Indie-rock band Daffo is, at its core, Gamberg; they are the sole throughline across every release. Their first EP — Crisis Kit — was released in 2021, when Gamberg was a student at Idyllwild Arts Academy in Southern California. After a musically disciplined childhood, they also studied at Berklee College of Music before attending NYU’s Clive Davis Institute of Recorded Music. Such a layered history in music theory is evident in Gamberg’s thoughtful lyricism and compositions, as later seen in their sophomore EP, Pest, released in 2023 while they were at NYU.
After a viral TikTok post earlier that same year (in which Gamberg performed “The Experiment,” a song later included on Pest) catapulted them to wider visibility, they were offered the opportunity to tour alongside Sir Chloe. A choice then presented itself: play it safe at a prestigious institution, or bet on momentum and dive head-first into the music — Gamberg chose the latter, and it has clearly paid off.
As they crossed the stage, the eyes of the audience followed. There was already an apparent familiarity between Daffo and the crowd.
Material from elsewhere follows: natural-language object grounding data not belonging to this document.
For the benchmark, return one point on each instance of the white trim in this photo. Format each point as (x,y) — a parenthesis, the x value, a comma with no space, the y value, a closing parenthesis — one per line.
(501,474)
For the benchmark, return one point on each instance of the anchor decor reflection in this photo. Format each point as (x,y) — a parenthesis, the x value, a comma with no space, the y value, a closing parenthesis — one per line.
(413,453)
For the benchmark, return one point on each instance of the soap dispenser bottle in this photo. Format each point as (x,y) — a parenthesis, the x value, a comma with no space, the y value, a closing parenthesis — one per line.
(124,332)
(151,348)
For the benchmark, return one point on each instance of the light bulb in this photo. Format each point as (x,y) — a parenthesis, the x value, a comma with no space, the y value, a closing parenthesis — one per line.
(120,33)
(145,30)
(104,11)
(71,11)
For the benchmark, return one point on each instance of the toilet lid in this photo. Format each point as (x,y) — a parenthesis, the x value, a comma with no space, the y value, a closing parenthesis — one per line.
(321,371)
As a relatively niche indie artist, they have already cultivated a decent following, one that’s supportive without straying into the excesses of parasocial attachments. The fan community’s composition influenced the energy of the room: as the band wrestled with several technical issues before the first song, the audience replaced tension with patience. People talked to each other. The hum of gentle conversation was its own sort of music. And, once the first song began, the crowd was quick to pay attention.
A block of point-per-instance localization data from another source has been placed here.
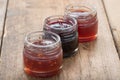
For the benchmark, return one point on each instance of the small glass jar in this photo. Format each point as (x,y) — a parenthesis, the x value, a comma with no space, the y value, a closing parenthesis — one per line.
(66,28)
(42,54)
(86,17)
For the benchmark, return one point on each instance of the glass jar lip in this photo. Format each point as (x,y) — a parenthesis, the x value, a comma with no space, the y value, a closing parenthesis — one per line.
(89,6)
(59,17)
(42,46)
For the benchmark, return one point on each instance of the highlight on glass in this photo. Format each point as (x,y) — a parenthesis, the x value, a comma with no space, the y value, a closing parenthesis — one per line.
(42,54)
(86,17)
(66,28)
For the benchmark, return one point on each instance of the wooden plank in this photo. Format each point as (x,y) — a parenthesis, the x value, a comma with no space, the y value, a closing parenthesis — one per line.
(97,60)
(3,6)
(113,12)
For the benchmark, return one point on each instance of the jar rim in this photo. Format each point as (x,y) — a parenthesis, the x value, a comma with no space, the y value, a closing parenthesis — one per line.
(80,5)
(42,46)
(60,17)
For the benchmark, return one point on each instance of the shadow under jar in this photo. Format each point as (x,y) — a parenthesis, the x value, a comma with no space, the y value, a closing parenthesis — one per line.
(42,54)
(66,28)
(86,17)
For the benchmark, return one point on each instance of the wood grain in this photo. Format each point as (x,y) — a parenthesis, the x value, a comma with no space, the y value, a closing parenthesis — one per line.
(3,6)
(97,60)
(113,12)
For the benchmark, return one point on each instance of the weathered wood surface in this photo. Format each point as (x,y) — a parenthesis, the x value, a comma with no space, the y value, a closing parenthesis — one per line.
(3,6)
(97,60)
(113,11)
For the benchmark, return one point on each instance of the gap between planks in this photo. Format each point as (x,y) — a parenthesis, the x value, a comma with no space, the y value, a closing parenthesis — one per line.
(110,28)
(5,15)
The band sustained the room’s mellow ambience while Gamberg’s vocals lifted the songs above the instrumentals. Mellow yet laden with emotional weight, each lyric felt diaristic and deliberate. The introductory guitar strums to “Poor Madeline” were greeted with cheers from the audience — as their most popular song, people were more than ready to join Gamberg in singing the chorus.
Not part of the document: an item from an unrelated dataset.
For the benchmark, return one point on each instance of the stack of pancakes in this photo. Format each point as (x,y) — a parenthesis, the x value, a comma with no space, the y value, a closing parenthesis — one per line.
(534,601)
Daffo’s music leans close to other indie bands like Big Thief, Soccer Mommy, and Snail Mail. The concert definitely invoked those influences, mirroring the echoey, grounded sound that I’d heard through my earbuds on the way to Cambridge. Instead of reworking the sound for the stage, Daffo leaned into the restraint, staying faithful to the original recordings without sounding redundant.
The crowd didn’t lean into any single uniform — instead, there was a mix of earth tones, moody reds, ripped tights and brown canvas jackets. “Seed” began with slow, melodic guitar plucking, easing into gentle vocals before erupting into fierce drumming, guitar and bass (played by Nick Wilkerson, Wyatt Charles Paris Kirschner and Matt Schuessler, respectively). The setlist transitioned into “Collector,” and heads in the audience nodded along, tangibly witnessing the tension in the lyrics dip and wane. As the concert neared its end, the obligatory encore halfway through, I found myself reflecting on what TikTok virality could do for a niche musician.
To put it simply, breaking through the attention economy is difficult. Those fortunate enough to be chosen by the algorithm have a chance to turn brief visibility into something more tangible — to not only share their art, but have it reverberate across a crowd in a dimly lit venue. Judging by the warmth in Cambridge, it’s clear that Daffo is on that route.